O setor de vestuário de Apucarana – de longe a principal atividade industrial do município - encerrou 2016 no azul em termos de geração de empregos. Em um ano em que o município reduziu mais de 600 vagas formais de emprego – os dados são Cadastro Geral de Empregos (Caged) do Ministério do Trabalho - , a indústria do vestuário criou 267 novos postos de trabalho. O desempenho nesse quesito é o melhor desde 2007, mas está longe de recuperar as vagas perdidas em 2015. No auge da crise, foram fechados 935 postos de trabalho.
O início da recuperação do vestuário mostra que sim, é possível superar a crise. Para a indústria local, driblar o mau momento econômico exigiu mudanças internas. Na avaliação do Sindicato das Indústrias do Vestuário do Vale do Ivaí (Sivale), a crise obrigou a cortes de funcionários e reformulação da rotina de trabalho para melhorar índices de produtividade. Outro diferencial foi o investimento. Empresas que apostaram no desenvolvimento de suas marcas obtiveram melhor retorno.
A valorização da marca própria – uma bandeira que há tempos vem sendo levantada pelo Sivale – pode se tornar o divisor de águas na indústria local. A transformação do polo local em criador de moda é estratégica para o setor, que por anos se focou no mercado cheio de altos e baixos das peças promocionais, além de atuar como linha de produção terceirizada para marcas de fora.

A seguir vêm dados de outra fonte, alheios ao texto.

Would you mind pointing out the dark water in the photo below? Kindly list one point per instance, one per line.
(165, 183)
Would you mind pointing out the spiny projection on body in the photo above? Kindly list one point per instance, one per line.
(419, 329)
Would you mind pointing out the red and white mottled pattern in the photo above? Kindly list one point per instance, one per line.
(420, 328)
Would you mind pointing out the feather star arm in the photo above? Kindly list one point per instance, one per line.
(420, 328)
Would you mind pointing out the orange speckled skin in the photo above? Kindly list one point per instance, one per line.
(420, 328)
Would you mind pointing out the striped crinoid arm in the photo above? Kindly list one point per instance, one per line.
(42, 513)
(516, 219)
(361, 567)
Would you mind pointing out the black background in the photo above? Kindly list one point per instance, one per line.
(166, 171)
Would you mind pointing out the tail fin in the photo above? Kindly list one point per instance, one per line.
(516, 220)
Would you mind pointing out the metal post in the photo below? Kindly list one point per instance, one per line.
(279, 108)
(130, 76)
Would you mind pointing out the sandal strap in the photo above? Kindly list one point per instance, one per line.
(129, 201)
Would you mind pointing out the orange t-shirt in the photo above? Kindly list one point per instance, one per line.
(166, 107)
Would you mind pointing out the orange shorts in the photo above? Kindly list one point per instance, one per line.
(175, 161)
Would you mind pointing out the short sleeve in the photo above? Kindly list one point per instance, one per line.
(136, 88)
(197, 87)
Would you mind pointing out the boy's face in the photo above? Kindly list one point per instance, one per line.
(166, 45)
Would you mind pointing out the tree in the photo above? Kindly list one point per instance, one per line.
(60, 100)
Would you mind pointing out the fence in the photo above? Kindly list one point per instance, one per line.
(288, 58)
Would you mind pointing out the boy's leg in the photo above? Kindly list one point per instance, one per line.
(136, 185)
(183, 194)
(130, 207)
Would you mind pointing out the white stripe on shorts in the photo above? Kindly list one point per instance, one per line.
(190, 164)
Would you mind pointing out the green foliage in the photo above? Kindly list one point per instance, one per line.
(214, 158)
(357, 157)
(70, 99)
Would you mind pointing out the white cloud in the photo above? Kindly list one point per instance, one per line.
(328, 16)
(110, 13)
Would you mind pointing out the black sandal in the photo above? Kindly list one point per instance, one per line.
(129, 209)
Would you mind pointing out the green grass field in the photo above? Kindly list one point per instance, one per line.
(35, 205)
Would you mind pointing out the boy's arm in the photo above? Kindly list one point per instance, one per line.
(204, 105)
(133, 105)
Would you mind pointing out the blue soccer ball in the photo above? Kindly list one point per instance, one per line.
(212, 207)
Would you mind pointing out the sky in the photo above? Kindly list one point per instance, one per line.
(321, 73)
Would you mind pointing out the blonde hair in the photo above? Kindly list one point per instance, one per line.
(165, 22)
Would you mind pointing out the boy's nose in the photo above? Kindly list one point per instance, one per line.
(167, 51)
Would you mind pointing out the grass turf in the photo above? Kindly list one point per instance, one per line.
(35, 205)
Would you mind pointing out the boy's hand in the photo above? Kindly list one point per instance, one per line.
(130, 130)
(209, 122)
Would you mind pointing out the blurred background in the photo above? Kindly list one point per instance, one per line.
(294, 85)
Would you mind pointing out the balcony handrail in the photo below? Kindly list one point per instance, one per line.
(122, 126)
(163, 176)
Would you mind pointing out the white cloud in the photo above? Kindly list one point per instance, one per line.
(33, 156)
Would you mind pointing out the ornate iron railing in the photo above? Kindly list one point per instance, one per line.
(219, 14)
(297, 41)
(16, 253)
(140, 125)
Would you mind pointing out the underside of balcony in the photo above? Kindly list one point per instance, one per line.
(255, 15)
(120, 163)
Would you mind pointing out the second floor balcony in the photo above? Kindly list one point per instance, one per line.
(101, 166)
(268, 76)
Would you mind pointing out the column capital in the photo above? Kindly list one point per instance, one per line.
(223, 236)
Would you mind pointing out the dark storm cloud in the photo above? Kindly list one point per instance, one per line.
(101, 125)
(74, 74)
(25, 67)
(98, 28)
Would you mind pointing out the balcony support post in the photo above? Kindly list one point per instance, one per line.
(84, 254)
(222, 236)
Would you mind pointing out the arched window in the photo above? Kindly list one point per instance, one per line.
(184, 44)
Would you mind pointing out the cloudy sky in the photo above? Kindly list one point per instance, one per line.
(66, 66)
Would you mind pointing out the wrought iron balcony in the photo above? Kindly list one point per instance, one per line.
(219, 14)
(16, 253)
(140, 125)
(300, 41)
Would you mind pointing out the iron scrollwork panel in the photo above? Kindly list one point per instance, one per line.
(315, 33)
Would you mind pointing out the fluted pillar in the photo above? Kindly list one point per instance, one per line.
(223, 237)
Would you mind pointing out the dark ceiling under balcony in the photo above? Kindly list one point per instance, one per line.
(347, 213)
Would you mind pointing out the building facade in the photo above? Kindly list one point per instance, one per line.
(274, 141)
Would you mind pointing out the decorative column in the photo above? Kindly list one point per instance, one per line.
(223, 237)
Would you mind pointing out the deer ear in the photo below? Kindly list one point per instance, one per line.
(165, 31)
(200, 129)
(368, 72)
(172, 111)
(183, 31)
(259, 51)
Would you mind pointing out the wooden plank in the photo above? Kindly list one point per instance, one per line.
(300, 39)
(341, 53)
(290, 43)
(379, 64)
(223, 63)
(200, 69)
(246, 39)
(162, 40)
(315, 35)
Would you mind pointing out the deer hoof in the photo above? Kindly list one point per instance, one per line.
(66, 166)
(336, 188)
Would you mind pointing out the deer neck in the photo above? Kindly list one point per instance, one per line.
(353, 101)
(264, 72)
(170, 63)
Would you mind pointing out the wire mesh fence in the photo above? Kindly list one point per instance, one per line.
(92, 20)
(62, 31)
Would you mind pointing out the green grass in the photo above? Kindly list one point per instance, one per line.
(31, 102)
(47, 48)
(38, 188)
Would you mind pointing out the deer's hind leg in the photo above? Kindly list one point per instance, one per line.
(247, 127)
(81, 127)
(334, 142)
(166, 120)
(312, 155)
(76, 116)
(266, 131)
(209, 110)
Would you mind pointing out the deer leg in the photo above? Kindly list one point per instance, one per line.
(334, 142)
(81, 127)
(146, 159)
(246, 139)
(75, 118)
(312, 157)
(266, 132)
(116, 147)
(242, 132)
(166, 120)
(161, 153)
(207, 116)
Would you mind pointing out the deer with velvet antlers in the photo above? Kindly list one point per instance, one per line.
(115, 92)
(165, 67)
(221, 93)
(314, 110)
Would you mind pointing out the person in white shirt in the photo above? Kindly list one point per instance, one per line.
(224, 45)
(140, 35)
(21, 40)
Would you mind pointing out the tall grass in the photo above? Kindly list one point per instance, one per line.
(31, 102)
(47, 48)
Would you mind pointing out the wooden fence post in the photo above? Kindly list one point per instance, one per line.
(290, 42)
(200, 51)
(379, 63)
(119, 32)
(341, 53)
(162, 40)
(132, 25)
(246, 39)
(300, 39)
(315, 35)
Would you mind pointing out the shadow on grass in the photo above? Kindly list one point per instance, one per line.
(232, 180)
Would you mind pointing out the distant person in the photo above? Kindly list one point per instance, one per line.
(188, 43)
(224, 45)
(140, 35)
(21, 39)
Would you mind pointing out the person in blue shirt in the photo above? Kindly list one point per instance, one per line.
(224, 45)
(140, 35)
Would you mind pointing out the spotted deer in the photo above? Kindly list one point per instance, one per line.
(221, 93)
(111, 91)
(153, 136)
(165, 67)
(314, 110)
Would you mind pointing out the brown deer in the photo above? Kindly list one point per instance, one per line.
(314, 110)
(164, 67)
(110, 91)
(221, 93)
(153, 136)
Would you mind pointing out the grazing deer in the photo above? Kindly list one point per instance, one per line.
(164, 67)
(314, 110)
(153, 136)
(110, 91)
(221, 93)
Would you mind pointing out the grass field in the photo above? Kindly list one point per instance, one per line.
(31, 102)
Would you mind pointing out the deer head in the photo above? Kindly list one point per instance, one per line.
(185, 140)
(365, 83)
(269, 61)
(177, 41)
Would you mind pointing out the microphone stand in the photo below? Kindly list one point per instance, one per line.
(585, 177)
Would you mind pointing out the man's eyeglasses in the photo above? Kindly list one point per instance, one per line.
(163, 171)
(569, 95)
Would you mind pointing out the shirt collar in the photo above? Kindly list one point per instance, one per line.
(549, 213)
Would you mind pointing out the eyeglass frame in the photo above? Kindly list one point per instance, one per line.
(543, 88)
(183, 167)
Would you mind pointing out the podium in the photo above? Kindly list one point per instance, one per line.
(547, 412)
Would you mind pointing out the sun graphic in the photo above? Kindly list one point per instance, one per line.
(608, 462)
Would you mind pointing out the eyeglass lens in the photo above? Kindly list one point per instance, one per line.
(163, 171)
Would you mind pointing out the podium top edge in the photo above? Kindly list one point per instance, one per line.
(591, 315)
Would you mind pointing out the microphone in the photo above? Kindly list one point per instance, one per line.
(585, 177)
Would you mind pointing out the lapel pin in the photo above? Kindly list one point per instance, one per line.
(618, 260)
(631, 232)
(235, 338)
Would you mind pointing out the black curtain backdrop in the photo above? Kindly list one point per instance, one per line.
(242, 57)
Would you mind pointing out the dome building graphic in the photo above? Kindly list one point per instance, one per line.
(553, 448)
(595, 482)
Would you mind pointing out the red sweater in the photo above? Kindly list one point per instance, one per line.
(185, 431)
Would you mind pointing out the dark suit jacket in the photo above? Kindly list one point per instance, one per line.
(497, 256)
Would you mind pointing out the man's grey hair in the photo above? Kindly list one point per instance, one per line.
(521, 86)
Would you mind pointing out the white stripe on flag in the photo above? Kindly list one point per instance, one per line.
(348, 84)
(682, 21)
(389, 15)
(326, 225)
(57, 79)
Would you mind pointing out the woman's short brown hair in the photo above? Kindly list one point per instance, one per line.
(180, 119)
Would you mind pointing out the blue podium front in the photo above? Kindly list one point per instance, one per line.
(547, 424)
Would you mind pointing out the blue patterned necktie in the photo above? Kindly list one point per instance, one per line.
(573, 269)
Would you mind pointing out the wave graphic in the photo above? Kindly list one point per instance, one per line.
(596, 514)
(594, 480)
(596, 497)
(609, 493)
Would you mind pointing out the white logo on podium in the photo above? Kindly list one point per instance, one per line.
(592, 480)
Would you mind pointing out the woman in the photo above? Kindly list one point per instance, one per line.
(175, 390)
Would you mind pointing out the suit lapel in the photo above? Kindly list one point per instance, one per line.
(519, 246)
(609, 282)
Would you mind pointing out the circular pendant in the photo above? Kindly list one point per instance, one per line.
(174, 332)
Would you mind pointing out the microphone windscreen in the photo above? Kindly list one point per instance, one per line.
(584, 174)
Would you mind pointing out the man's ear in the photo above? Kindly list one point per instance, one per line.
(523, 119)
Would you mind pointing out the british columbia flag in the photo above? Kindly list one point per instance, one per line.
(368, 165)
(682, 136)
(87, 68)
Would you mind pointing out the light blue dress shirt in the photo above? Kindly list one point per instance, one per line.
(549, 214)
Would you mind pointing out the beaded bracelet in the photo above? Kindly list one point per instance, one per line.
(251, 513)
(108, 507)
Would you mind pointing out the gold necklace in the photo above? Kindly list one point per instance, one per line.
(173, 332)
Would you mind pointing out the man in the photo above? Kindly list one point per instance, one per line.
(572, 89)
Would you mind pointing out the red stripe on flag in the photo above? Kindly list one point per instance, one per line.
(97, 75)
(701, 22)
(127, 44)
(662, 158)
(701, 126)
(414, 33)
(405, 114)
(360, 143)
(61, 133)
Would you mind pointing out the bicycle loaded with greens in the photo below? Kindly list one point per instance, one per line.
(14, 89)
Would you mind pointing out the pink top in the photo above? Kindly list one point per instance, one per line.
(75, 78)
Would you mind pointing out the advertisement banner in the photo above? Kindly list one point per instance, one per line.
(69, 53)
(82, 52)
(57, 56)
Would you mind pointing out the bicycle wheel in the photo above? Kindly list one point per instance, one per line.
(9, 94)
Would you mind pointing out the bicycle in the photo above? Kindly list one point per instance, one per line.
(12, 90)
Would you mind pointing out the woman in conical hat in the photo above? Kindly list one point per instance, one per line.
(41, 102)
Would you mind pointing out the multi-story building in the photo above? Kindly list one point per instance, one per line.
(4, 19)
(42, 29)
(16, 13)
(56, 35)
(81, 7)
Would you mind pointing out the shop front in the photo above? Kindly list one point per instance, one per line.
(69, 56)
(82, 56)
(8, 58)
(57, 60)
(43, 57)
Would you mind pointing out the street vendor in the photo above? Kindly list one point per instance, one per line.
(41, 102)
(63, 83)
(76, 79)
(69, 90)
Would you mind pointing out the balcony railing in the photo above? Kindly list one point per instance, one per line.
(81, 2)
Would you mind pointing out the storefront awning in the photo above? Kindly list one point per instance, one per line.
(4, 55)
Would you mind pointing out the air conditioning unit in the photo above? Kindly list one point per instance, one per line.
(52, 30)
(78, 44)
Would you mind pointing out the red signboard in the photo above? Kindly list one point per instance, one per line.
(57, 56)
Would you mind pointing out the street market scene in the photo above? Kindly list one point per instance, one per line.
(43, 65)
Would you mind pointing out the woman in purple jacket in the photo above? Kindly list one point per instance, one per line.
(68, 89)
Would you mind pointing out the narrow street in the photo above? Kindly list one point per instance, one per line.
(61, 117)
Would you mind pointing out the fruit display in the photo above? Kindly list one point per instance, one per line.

Na verdade, a reação rápida ao atual momento econômico é fruto de uma reação que começou lá atrás, motivada por outros fatores. Na verdade, a crise do setor começou com a invasão dos produtos chineses no mercado nacional, notadamente na área da confecção, que tomou proporções de fenômeno no início desta década.
A implantação do Arranjo Produtivo Local (APL) do boné, um dos primeiros do Estado, a criação do Centro Moda - que mais tarde virou campus local da UTFPR, para a formação de mão de obra especializada principalmente para a criação são referências nesse processo. A atuação do Sivale também precisa ser destacada. O sindicato não apenas levantou a bandeira da marca própria, mas vem investindo sistematicamente na ideia.
O fortalecimento da moda apucaranense passa pela criação do Laboratório de Criação de Moda (Lacrimo), pelo Apucarana Fashion Day - cuja segunda edição realizada no ano passado com bastante sucesso, pelos eventos de capacitação e viagens de negócios. Incentivar a criação de uma moda própria não é luxo, é necessidade diante de um mercado de fast fashion cada vez mais competitivo, exigente e globalizado. As empresas que não se reinventarem correm risco real de fechar as portas. Apucarana continua sendo a Capital do Boné, mas tem como ir além.